The final distribution phase before a market top is typically accompanied by erosion in not only Small and Mid Cap market breadth, but in Large Cap breadth as well. We frequently point to the market top of 2007 as a textbook example of a market top from a technical perspective (Chart 2). Even an analyst focused solely on the S&P 500 would have recognized something was amiss by mid-2007; the S&P 500 Advance/Decline Line topped out four months before the index itself, and the Equal-Weighted S&P peaked even earlier in 2007.
Charts 2 and 3
Fast forward to 2014 (that is, unless you’d like to reminisce for a moment over 2008). The S&P 500 Advance/Decline Line stood at a bull market high in early May, while the Equal-Weighted S&P has suffered only a minor relative strength setback in the last month. We think it’s a stretch to label this action “internal market weakness.” We’ll need to see more evidence.
To amplify our view that Small Cap underperformance doesn’t imply an imminent stock market top, we present the accompanying review of Small Cap action during the last five bull markets (Chart 4). In four of the five cases, the Russell 2000 made its relative strength peak versus the S&P 500more than a year before the S&P 500 itself topped out. In two cases (1983-87 and 1994-1998) the bull market lasted another four years.
The March 2000 episode was an exceptional case in which the Small Cap relative strength peak did warn of an imminent bear market. The Russell 2000 topped out on a relative basis on March 7, 2000, and proceeded to underperform the S&P 500 by 17 percentage points in 17 days leading into the historic S&P 500 high of March 24, 2000 (which is still the highest S&P 500 level ever reached on an inflation-adjusted basis).
Chart 4
Results across the five cycles are so disparate that it’s misleading to speak in terms of average or median additional bull market gains one might expect assuming the early March relative strength peak in Small Caps* holds. Additional bull market gains in the S&P 500 after Small Cap RS peaks have recently ranged from +13% (in 2000) to 158% (1994-1998). Even the Russell 2000, while never revisiting its bull market relative strength high, generated additional gains in all but the 2000 instance.
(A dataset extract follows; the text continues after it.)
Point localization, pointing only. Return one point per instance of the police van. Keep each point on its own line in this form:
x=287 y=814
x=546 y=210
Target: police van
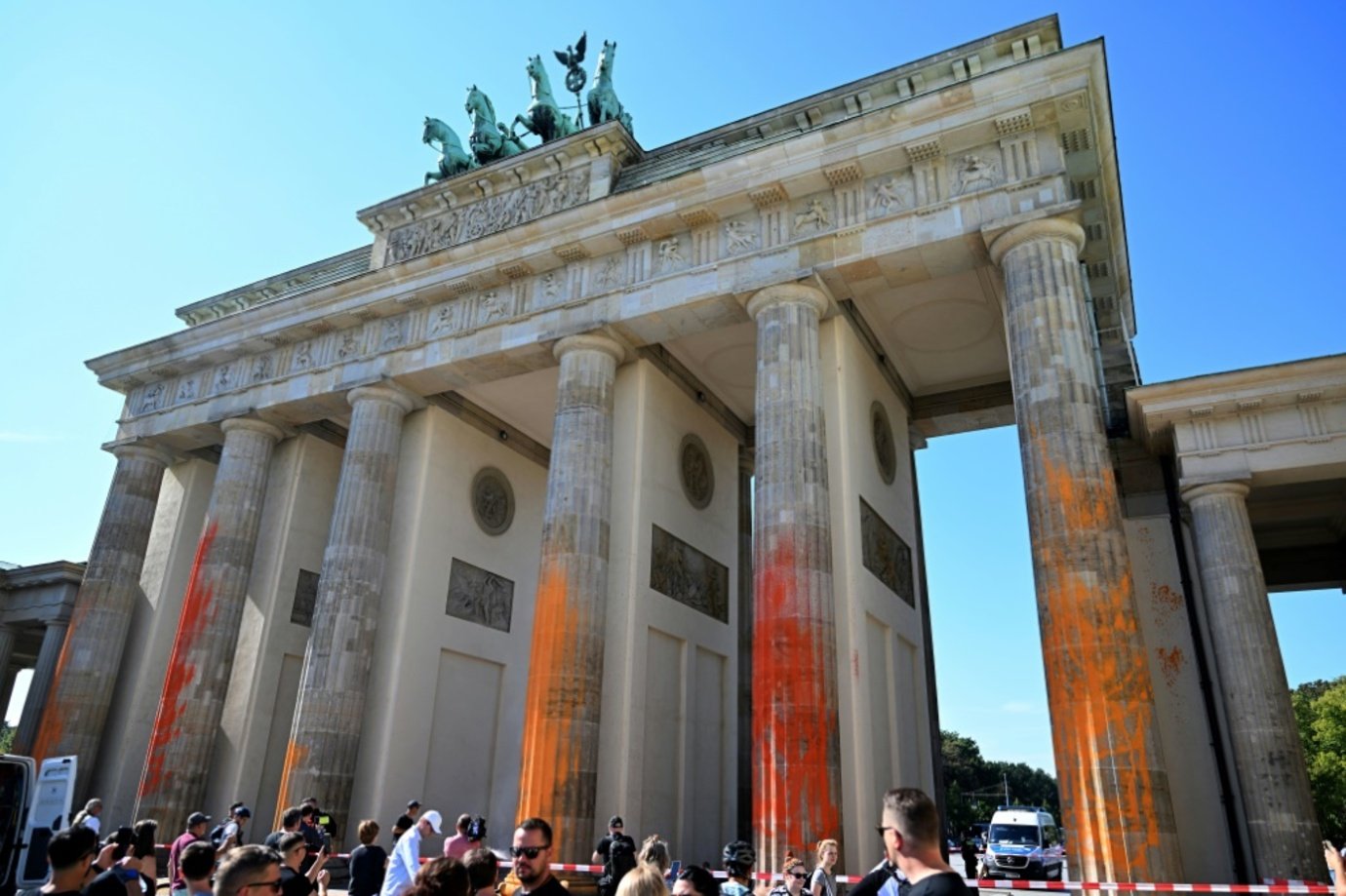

We don’t want to leave the impression that the end of the current bull market may still be years away. We just want to dispel the common belief that Small Cap underperformance and breadth deterioration are one and the same. They aren’t. The recent RS peak in Small Caps could be the beginning of a broader topping process. But if so, traditional market breadth measures will track this process more accurately than any cap-weighted measure, including the Russell.
Finally, it’s easy to forget Small Caps’ inherent volatility during the latter innings of a cyclical bull market—and especially following a year in which the Russell 2000 experienced its smallest-ever “intra-year” correction (-5.4%). Last year’s performance, in fact, broke a 15-year streak in which the index had suffered a double-digit decline every year (Table 1). In the 35-year history of the Russell 2000, 28 have seen an intra-year double-digit drawdown. The median such decline in this index has been -15.0%, compared with a median intra-year decline in the S&P 500 of -10.3% over the same time period. If the S&P suffers a 10-12% setback later in 2014, the Russell 2000 decline could easily top 20% based simply on the higher beta of the latter index (and Small Caps’ large valuation premium certainly doesn’t help their cause).
Table 1
*Technical note: The timing of the Russell 2000 relative strength peak in this bull market is open to two interpretations. On a total return basis, the Russell 2000 peaked on April 6, 2011, and we have generally considered the last three years’ action to be the tentative first leg of a new Large Cap leadership cycle. But on a price-only basis, the Russell 2000 barely edged out its April 2011 high in the first few days of March 2014.